Wormholes
CAN WE DETECT WORMHOLES?
They’re a staple of science fiction, but could they be real? New research suggests wormholes could be somewhere around us, and we could uncover them
Reported by Ian Evenden
© Getty
We’ve all seen wormholes in science-fiction: openings in the very fabric of space through which spaceships can pass, opening up a method of faster-than-light travel in a universe that otherwise wouldn’t allow it. These shortcuts in space-time can be natural or human-made, and their exits can send you into other realms of normal space-time or into hyperspace, a set of higher dimensions laying closely alongside our own, but through which we can travel more quickly than in normal space. Their profusion in fiction might suggest they’re common.
In the set of dimensions we call reality, however, it’s not so easy. Wormholes have not been observed, and remain speculative. They’re consistent with Einstein’s theory of general relativity, which allows space-time to be distorted by gravity. Black holes are one such special solution to the equations, and wormholes are another. As we’ve only just got our first good look at a black hole, it’s entirely possible that wormholes could be out there somewhere, just waiting to be discovered.
“Wormholes are allowed in theory, and they have been intensely studied theoretically,” says Dr Andreea Font of the Astrophysics Research Institute at Liverpool John Moores University.
“They’re mostly regarded as theoretical curiosities, and we don’t actually have any tangible evidence of their existence.”
When Einstein and fellow physicist Nathan Rosen were working together at Princeton in the mid-1930s, they produced an idea of layers of folded space-time connected by ‘bridges’ we would today call wormholes. Another name for one type of wormhole is an Einstein-Rosen bridge in tribute to their work. All they required to create this idea was the complicated maths of general relativity and Maxwell’s equations, which cover electromagnetism. The pair would also go on to predict gravitational waves, but Einstein-Rosen bridges would be less of a success – they collapse so quickly nothing would ever be able to travel through them.

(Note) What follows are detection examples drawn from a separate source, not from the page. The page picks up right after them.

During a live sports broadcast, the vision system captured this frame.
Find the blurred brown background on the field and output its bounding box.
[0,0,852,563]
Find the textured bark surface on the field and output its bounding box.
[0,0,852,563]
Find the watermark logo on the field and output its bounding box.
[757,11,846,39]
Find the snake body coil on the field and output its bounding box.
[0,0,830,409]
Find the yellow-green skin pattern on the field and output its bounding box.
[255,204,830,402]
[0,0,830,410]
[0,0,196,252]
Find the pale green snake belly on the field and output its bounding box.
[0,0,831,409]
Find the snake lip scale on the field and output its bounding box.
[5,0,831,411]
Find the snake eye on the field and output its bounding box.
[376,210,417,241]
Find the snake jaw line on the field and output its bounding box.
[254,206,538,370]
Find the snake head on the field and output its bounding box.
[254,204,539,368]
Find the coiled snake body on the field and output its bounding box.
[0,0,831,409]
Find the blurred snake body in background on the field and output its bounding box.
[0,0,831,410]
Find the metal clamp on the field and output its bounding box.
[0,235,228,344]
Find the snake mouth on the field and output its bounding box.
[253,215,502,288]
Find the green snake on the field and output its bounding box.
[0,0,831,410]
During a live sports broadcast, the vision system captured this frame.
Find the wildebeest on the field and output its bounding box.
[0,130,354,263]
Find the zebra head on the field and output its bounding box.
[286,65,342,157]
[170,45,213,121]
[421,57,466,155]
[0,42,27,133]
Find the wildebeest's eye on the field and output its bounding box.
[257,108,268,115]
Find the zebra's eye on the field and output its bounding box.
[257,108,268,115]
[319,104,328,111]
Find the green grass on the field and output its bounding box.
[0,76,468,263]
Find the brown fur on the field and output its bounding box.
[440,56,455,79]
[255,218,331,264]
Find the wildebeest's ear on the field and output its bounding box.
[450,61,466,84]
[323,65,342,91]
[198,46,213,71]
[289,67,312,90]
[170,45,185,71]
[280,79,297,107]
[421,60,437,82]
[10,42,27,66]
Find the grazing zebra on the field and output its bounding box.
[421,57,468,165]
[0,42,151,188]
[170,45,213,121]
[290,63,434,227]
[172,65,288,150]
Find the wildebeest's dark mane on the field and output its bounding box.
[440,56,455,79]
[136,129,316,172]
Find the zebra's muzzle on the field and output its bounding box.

One problem with detecting a wormhole is telling it apart from a black hole. We just don’t know enough about either type to label one definitely as a wormhole, while the other is ‘merely’ a black hole. The existence of a one-way event horizon may be a clue that an object is a black hole, but again we’re in the world of pure theory. “We would like to know if there are any differences, but from the outside they may be indistinguishable,” says Font. “However, they both act on their surroundings through gravity, so there might be some telltale signs. Some scientists have suggested that a wormhole could perturb the orbits of stars nearby in a different way than a black hole would. Some gravity would leak out from the other side through the wormhole, changing the orbits of stars just enough to be noticeable.